The colors: a Minnesotan would be dragged before the neighborhood association for painting his house these vivid shades of pink, blue or gold. The smells: so often they reveal, where sights may not, the real life that's going on beyond the sphere of one's sanitized tourist experience. The tastes: there's nothing dried or preserved about them; they're fresh and true and sometimes surprising. And the touch, oh, the caress of that soft, warm, delicious air pouring in off the Pacific!

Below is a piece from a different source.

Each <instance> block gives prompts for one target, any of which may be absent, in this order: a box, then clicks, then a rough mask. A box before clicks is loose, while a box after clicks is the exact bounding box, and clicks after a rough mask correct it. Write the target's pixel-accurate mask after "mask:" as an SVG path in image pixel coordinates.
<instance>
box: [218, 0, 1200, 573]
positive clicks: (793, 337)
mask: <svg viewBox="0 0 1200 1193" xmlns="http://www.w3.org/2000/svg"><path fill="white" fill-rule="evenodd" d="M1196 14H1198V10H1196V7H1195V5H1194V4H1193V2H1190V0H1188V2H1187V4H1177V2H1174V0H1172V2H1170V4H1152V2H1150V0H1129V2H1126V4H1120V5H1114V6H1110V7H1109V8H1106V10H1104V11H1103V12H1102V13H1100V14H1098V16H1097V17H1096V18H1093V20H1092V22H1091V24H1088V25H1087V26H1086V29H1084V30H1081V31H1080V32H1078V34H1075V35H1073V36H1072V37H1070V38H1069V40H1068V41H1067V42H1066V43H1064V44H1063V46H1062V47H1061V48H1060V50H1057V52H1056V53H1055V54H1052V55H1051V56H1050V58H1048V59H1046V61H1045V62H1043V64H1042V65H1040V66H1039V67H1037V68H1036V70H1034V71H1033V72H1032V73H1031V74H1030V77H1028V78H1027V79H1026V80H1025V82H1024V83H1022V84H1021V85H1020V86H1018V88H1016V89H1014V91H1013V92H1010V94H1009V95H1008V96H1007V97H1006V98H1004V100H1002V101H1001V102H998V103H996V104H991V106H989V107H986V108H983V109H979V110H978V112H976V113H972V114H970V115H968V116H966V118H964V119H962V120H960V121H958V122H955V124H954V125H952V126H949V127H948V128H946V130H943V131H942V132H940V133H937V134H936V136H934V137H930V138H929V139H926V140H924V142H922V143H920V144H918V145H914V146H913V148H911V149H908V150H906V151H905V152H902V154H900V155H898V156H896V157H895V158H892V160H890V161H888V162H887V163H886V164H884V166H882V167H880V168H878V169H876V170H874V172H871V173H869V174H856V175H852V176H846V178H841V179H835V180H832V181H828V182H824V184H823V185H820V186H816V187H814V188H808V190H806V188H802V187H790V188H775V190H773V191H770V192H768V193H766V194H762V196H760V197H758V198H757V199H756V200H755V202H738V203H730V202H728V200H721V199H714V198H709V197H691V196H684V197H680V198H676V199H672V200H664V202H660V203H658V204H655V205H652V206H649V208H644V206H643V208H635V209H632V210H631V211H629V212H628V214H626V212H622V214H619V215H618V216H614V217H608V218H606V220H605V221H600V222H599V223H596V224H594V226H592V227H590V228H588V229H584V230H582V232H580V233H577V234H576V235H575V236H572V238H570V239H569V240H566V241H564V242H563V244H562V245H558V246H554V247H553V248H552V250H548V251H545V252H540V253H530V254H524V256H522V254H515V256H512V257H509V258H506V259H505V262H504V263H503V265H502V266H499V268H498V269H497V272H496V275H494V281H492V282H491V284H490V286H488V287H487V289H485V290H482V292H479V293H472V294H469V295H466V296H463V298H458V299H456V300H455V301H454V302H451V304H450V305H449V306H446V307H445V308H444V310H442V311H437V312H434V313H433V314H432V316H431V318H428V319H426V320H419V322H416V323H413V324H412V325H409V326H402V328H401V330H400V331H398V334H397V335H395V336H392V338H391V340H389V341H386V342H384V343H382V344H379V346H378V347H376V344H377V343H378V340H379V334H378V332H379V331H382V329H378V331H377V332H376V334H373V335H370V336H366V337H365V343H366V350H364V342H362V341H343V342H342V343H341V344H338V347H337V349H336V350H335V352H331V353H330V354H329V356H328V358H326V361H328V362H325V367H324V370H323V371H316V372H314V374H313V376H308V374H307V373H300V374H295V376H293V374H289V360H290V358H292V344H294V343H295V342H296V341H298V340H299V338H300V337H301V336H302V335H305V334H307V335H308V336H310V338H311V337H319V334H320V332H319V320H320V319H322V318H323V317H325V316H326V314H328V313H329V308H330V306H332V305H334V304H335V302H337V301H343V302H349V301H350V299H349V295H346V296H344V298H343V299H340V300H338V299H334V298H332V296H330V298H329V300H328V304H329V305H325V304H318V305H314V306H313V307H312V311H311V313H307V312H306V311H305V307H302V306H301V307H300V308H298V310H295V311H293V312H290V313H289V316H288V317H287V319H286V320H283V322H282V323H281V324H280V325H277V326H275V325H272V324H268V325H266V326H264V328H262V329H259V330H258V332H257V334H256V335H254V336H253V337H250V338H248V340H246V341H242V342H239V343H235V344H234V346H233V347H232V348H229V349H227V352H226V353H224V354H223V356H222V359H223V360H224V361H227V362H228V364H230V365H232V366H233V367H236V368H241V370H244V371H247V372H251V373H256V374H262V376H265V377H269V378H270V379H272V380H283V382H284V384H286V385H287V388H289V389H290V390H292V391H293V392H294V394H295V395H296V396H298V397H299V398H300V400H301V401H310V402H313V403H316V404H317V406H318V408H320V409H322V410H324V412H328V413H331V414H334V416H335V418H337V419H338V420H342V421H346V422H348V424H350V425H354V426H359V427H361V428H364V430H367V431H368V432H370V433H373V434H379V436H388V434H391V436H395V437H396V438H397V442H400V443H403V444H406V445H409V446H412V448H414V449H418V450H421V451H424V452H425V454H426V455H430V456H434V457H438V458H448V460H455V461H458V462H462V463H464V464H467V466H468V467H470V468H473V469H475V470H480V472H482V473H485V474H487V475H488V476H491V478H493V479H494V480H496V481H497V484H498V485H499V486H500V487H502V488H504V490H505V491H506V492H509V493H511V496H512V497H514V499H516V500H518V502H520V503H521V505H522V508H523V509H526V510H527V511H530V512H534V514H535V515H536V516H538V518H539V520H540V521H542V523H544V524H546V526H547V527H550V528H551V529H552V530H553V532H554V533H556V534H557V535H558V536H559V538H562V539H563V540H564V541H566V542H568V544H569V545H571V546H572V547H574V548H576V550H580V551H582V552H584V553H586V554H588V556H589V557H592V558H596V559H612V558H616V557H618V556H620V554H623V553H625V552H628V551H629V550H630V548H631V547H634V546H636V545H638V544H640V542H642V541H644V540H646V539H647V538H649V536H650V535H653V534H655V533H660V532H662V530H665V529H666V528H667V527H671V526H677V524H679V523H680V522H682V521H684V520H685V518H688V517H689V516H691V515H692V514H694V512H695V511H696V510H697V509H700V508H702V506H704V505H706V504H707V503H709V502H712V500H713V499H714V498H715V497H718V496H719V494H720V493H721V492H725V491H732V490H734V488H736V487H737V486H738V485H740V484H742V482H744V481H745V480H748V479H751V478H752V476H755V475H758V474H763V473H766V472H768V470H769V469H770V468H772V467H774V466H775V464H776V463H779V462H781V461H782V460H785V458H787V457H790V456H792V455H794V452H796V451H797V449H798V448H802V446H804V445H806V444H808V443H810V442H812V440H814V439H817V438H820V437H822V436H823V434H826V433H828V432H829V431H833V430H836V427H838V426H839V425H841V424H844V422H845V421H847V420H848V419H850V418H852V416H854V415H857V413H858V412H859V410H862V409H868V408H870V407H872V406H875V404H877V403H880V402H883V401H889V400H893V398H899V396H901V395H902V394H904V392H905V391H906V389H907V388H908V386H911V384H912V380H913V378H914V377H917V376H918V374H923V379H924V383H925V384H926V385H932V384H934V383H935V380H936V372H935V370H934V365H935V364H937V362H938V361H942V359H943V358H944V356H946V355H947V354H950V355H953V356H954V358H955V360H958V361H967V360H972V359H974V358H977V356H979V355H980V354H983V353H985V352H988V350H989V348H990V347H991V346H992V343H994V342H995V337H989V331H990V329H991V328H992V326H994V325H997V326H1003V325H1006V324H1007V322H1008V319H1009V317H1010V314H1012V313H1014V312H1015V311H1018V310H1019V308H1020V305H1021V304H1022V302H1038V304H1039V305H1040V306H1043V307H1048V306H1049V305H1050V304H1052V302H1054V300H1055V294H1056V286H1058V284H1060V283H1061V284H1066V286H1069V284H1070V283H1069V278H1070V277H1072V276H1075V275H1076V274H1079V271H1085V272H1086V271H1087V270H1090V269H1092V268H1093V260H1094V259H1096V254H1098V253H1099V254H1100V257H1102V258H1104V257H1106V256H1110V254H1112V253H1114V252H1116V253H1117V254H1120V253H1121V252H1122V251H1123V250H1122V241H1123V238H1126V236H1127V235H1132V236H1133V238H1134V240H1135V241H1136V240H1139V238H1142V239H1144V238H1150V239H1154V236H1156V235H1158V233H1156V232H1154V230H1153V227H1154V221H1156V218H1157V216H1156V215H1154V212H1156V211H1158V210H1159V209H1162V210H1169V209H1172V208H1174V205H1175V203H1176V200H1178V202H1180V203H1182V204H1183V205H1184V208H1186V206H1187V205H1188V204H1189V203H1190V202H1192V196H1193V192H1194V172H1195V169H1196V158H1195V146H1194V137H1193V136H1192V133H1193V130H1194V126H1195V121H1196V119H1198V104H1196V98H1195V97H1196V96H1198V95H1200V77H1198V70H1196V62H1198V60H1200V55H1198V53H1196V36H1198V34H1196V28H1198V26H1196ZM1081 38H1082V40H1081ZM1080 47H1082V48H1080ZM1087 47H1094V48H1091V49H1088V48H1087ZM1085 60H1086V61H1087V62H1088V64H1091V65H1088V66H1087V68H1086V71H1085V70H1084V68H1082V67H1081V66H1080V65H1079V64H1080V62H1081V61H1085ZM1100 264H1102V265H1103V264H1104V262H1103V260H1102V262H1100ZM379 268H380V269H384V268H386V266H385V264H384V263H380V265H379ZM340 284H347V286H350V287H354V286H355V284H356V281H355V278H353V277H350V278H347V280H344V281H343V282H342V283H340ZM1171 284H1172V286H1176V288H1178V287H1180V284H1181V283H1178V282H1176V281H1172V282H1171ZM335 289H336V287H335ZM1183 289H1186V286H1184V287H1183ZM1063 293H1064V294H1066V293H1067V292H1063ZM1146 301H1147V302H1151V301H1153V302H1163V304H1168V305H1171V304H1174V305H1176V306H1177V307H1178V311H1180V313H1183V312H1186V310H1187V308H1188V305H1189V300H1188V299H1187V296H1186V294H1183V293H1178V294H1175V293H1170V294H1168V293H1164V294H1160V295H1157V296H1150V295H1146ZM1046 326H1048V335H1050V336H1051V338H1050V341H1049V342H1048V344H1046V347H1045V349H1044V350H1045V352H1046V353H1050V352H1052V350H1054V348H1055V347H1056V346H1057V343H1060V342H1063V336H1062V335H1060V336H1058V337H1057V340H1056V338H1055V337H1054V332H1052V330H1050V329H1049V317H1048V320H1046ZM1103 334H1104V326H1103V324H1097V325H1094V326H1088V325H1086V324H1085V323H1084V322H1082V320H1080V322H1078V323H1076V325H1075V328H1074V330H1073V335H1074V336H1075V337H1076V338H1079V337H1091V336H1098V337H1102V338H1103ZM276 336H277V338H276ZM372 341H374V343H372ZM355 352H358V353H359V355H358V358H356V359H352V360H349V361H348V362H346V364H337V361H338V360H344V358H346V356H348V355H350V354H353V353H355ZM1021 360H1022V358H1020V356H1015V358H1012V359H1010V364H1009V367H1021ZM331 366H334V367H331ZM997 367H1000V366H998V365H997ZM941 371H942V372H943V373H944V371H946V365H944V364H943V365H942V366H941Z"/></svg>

Even the sounds of this place transport me: the haunting, three-note pan-flute plea of the itinerant knife sharpener; the blare of música norteña from passing cars and work sites; the other-worldly rasping of a covey of chachalacas. And behind it all, the soft, sure respiration of the surf.

Maybe it's the warmth that unlocks both stimuli and senses. Belying the laid back, unhurried lifestyle, the sensations of Mexico stir in me a subtle sense of urgency. A mango, for example, just picked from the tree outside our villa door, is such a beautiful form just to look at. But no sooner than it begins to blush with full color you have to eat it or it loses its tang and turns to mush. So many beautiful things are transient.

And Zihuatanejo's a place of seamless flow between indoor and outdoor life. With little notion of that confinement we Minnesotans suffer during winter, you sense everything going on —in El Centro, down at Playa La Ropa out on Zihuatanejo Bay—and want to be a part of it all. But it's okay; anything you do—even nothing at all—feels completely satisfying, thoroughly nourishing of body and spirit.